In deze zaak heeft Rijnmond-Bouw B.V. (hierna: Rijnmond) een vordering ingesteld tegen [gedaagde 1] voor betaling van onbetaalde facturen ter hoogte van € 19.883,08, met wettelijke rente en proceskosten. De vordering is gebaseerd op de stelling dat Rijnmond werkzaamheden heeft verricht en materialen heeft geleverd aan [gedaagde 1], die deze facturen niet heeft voldaan. In reconventie heeft [gedaagde 1] zich beroepen op verrekening met een schadevergoeding van € 69.477,85, die hij stelt te hebben geleden door tekortkomingen in de uitvoering van de overeenkomst door Rijnmond.
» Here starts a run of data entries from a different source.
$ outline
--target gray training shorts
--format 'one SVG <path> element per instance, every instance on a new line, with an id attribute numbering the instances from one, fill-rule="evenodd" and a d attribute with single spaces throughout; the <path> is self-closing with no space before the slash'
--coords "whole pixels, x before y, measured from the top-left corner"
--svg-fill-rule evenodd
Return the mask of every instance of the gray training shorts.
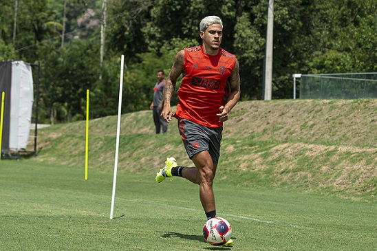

De kantonrechter heeft de procedure gevolgd en kennisgenomen van de dagvaarding, de conclusie van antwoord en de mondelinge behandeling. De feiten zijn als volgt: Rijnmond heeft werkzaamheden verricht aan de woning van [gedaagde 1] en heeft hiervoor facturen gestuurd, die niet zijn betaald. [gedaagde 1] heeft zijn zorgen geuit over de kosten en de kwaliteit van het werk, en heeft uiteindelijk besloten om de werkzaamheden van Rijnmond stop te zetten.
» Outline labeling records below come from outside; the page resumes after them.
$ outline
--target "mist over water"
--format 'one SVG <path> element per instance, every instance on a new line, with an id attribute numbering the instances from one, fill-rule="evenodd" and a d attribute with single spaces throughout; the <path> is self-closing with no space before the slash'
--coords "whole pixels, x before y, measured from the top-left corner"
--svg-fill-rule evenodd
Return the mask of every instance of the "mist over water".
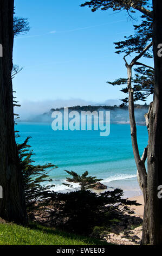
<path id="1" fill-rule="evenodd" d="M 77 111 L 77 108 L 75 111 Z M 60 110 L 60 111 L 62 114 L 63 120 L 63 110 Z M 69 113 L 71 111 L 72 111 L 69 109 Z M 104 108 L 101 108 L 97 111 L 98 114 L 99 111 L 103 111 L 105 112 L 106 110 Z M 106 109 L 106 111 L 110 111 L 111 123 L 121 124 L 129 123 L 129 113 L 128 109 L 118 108 L 117 109 L 115 108 L 113 110 Z M 147 112 L 148 109 L 146 108 L 135 109 L 135 117 L 137 124 L 145 125 L 144 115 Z M 43 114 L 35 115 L 34 116 L 31 115 L 30 117 L 27 118 L 23 120 L 28 122 L 51 123 L 54 120 L 54 119 L 51 118 L 52 113 L 52 111 L 49 111 Z M 80 115 L 79 119 L 81 120 L 80 111 L 79 112 L 79 113 Z"/>
<path id="2" fill-rule="evenodd" d="M 31 136 L 29 144 L 35 164 L 52 163 L 59 167 L 49 173 L 55 191 L 66 191 L 62 184 L 68 176 L 64 171 L 67 169 L 80 174 L 88 170 L 89 175 L 103 179 L 107 186 L 123 188 L 125 197 L 140 193 L 128 124 L 111 124 L 110 135 L 102 137 L 100 131 L 53 131 L 48 123 L 20 123 L 16 130 L 21 135 L 18 143 Z M 137 134 L 141 155 L 147 144 L 146 127 L 137 126 Z"/>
De kantonrechter heeft geoordeeld dat Rijnmond niet in verzuim is geraakt, omdat er geen ingebrekestelling is verstuurd en er geen duidelijke afspraken waren over de uitvoeringstermijnen. De vordering van Rijnmond in conventie is toegewezen, terwijl de vordering van [gedaagde 1] in reconventie is afgewezen. [gedaagde 1] is hoofdelijk veroordeeld tot betaling van de facturen en de proceskosten, en het vonnis is uitvoerbaar bij voorraad verklaard.